Demetrios Chloros

Demetrios Chloros

Demetrios Chloros was a 14th-century physician, astrologer, and priest who was tried for possessing magic books.[1]

Chloros was a protonotarios, or secretary of the patriarch, and former kanstresios, supervisor of offerings.[2] He was put on trial by the patriarchate at Constantinople because he had transcribed texts with content pertaining to magical practices, including the Coeranis, a portion or all of the Cyranides.[3] Chloros defended the texts on the basis of their medical value. Other physicians who were witnesses against him called Chloros a disgrace to the art of medicine and said he insulted Hippocrates and Galen by regarding them as magicians.[4] Chloros was subsequently sentenced to live as a monk under surveillance in the monastery of the Peribleptos.[5]

Chloros is known to have vacillated between Orthodoxy and Catholicism. The synodal decree that condemned him gives equal weight to recounting his ecclesiastic career and his movements between Constantinople and the papal court. Since other churchmen advertised themselves as knowledgeable occult practitioners, the mere possession of magic texts is not likely to have been the true or primary cause of action against him.[6]

Evidence in a later case against a physician named Gabrielopoulos included the discovery at his home of a book of spells by Chloros and the Cyranides.[4] Chloros's notebook was said to be "filled with all manner of impiety including incantations, chants, and names of demons."[7]

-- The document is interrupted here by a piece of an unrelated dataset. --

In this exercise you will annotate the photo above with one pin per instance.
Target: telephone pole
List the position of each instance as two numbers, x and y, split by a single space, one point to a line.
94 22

Stephanus of Byzantium and the Nicander Scholia refer to Chloros.[8]

Selected bibliography

  • Copenhaver, Brian P. "Magic." In The Cambridge History of Science. Cambridge University Press, 2006, vol. 3, limited preview online. Full text downloadable.
  • Greenfield, Richard P.H. "A Contribution to the Study of Paleologan Magic." p. 151, full text downloadable. Also published in The Occult Sciences in Byzantium (La Pomme d'or, 2006), limited preview online.
  • Mavroudi, Maria. "Occult Science and Society in Byzantium: Considerations for Future Research." University of California, Berkeley. Full text downloadable. Also published in The Occult Sciences in Byzantium (La Pomme d'or, 2006).

References

  1. ^ Maria Mavroudi, "Occult Science and Society in Byzantium: Considerations for Future Research," University of California, Berkeley, p. 47, full text downloadable. Also published in The Occult Sciences in Byzantium (La Pomme d'or, 2006), limited preview online.
  2. ^ Richard P.H. Greenfield, "A Contribution to the Study of Paleologan Magic," p. 151, full text downloadable. Also published in The Occult Sciences in Byzantium (La Pomme d'or, 2006).
  3. ^ David Bain, "Μελανῖτις γῆ in the Cyranides and Related Texts: New Evidence for the Origins and Etymology of Alchemy," in Magic in the Biblical World: From the Rod of Aaron to the Ring of Solomon (T&T Clark International, 2003), p. 208, note 61 online; Mavroudi, "Occult Science and Society in Byzantium," p. 47.
  4. ^ a b Brian P. Copenhaver, "Magic," in The Cambridge History of Science (Cambridge University Press, 2006), vol. 3, p. 529 online, and full text downloadable.
  5. ^ Mavroudi, "Occult Science and Society in Byzantium," p. 47.
  6. ^ Mavroudi, "Occult Science and Society in Byzantium," p 47.
  7. ^ Greenfield, "A Contribution to the Study of Paleologan Magic," p. 130, citing MM I, 543–44, no. 292.
  8. ^ Others have taken this as a reference to Demetrius of Phalerum. Franco Montanari, "Demetrius of Phalerum on Literature," in Demetrius of Phalerum (Transaction Publishers, 2000), p. 396 online.